Controlled Foreign Corporations (CFC)
The CFC provision intends to reattribute the income of a low-taxed controlled foreign subsidiary to its parent company. The CFC provision determines that the Member State of the parent company is required to treat an entity, or a permanent establishment (based in either another Member State or third country) of which the profits are not subject to tax or are exempt from tax in that Member State, as a CFC if:
- in case of an entity, the taxpayer holds a (direct or indirect) participation of more than 50 percent of the voting rights, more than 50 percent of the capital, or is entitled to receive more than 50 percent of the profits of that entity; and
- the actual corporate tax paid by the entity or PE in the CFC jurisdiction is lower than the difference between the corporate tax that would have been charged on the entity or PE under the applicable corporate tax system in the Member State of the taxpayer and the actual corporate tax paid on the profits in the CFC jurisdiction.
In principle, the CFC provision prescribes that the parent company becomes subject to taxation for certain non-distributed income of the CFC. The Member State of the parent company may choose to either include in the tax base:
- the non-distributed income of the entity or PE derived from certain categories of income; or
- the non-distributed income of the entity or PE arising from non-genuine arrangements put in place for the predominant purpose of obtaining a tax advantage.

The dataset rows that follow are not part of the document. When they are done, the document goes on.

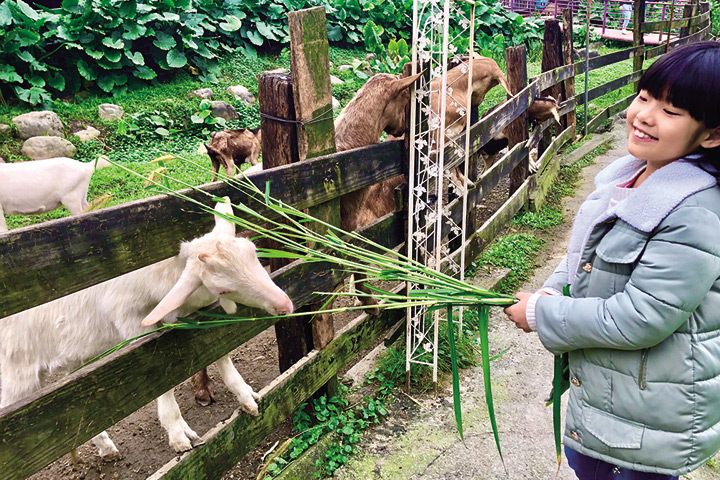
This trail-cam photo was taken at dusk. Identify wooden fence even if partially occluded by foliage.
[0,3,710,479]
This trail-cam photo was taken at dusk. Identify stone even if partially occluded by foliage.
[227,85,255,107]
[75,126,100,143]
[98,103,125,122]
[12,110,65,140]
[190,88,212,99]
[210,100,238,122]
[21,137,77,160]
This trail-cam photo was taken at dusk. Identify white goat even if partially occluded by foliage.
[0,204,293,459]
[0,157,110,232]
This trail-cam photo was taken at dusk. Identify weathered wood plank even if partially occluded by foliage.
[149,287,405,480]
[574,47,642,75]
[641,12,710,33]
[0,141,403,318]
[588,93,635,131]
[530,152,560,212]
[505,45,532,195]
[0,214,405,479]
[452,175,535,266]
[558,7,577,131]
[537,127,575,176]
[576,72,642,105]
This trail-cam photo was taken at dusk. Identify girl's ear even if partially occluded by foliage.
[700,127,720,148]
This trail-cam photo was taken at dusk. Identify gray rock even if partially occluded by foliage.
[227,85,255,107]
[190,88,212,99]
[210,100,238,122]
[98,103,125,122]
[12,110,65,140]
[21,137,77,160]
[75,126,100,143]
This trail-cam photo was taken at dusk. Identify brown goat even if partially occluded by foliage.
[335,69,421,315]
[480,96,560,172]
[205,128,262,182]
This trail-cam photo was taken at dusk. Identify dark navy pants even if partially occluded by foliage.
[565,447,678,480]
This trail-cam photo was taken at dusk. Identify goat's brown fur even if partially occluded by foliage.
[205,128,262,182]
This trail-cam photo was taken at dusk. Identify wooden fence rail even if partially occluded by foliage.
[0,6,710,479]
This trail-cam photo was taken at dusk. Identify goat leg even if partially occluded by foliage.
[192,368,216,407]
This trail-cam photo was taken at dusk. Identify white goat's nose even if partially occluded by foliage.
[275,297,293,315]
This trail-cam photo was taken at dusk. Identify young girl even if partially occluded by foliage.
[505,42,720,480]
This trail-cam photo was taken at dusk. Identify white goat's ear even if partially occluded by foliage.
[395,71,425,92]
[142,271,201,327]
[213,197,235,237]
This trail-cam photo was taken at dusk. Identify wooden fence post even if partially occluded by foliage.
[258,73,313,373]
[632,0,645,91]
[538,18,567,157]
[288,7,340,390]
[562,7,577,134]
[505,45,529,195]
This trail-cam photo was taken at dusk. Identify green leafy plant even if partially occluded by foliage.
[190,99,227,135]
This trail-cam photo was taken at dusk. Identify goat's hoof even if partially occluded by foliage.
[195,386,216,407]
[100,450,122,463]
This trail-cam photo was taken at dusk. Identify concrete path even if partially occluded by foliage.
[334,121,720,480]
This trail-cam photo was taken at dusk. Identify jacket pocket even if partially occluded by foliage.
[587,227,647,298]
[583,405,645,449]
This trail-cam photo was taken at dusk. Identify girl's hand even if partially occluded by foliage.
[504,292,532,333]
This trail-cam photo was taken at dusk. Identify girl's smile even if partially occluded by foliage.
[627,90,718,175]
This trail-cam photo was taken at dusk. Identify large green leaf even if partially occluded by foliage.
[0,65,22,82]
[153,32,177,50]
[15,28,40,47]
[102,37,125,50]
[104,48,122,63]
[118,0,137,19]
[123,23,147,40]
[48,73,65,92]
[167,49,187,68]
[0,0,13,27]
[218,15,243,32]
[125,50,145,65]
[247,30,263,46]
[76,60,97,81]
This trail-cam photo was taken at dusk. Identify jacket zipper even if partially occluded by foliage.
[638,349,648,390]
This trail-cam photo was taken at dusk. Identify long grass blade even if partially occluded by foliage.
[447,305,465,443]
[477,305,505,465]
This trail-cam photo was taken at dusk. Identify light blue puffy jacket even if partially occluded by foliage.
[535,156,720,475]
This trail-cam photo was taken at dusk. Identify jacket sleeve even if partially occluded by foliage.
[542,255,568,292]
[535,206,720,354]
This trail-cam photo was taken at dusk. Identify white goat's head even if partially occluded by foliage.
[142,199,293,326]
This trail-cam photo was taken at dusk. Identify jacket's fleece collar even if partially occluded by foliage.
[567,155,717,284]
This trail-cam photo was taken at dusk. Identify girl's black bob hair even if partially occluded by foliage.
[638,42,720,171]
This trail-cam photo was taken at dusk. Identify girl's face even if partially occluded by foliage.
[627,90,720,168]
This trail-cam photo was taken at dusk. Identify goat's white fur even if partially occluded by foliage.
[0,157,110,232]
[0,204,293,456]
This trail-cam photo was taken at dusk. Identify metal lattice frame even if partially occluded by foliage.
[406,0,475,383]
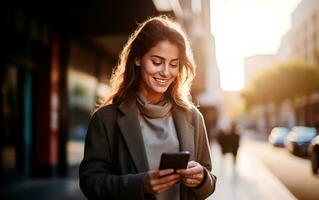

Member states can include a carve-out for the inclusion under (a) above for CFCs that carry on a substantive economic activity supported by staff, equipment, assets, and premises, but may also opt not to apply this exemption if the CFC is a resident or situated in a country that is not party to the European Economic Area agreement.
Under the inclusion mentioned under (b) above, Member States may include a carve-out for CFCs that either (a) have accounting profits of no more than EUR 750,000 and trading income of no more than EUR 75,000, or (b) that have accounting profits that do not exceed 10 of its operating costs.
A hybrid mismatch is, under the ATAD, considered to be the consequence of differences in the legal characterization of payments (financial instruments) or entities that surface in the interaction between the legal systems of two jurisdictions, often leading to a double deduction or a deduction without inclusion.
The hybrid mismatch provision included in the ATAD states that where a hybrid mismatch results in a double deduction, the deduction should only be granted in the Member State where the payment has its source. Similarly, to the extent that a hybrid mismatch results in a deduction without inclusion, the Member State of the payer shall deny the deduction of such payment.
The scope of the hybrid mismatch provision is limited to hybrid mismatches between Member States. In the Annex to the ATAD, the Ecofin requests the European Commission to also put forward a proposal for hybrid mismatches with third countries by October 2016.
Member States have to implement all measures as of 1 January 2019, except for the interest deduction limitation provision and the exit taxation provision. For those measures, different implementation dates apply.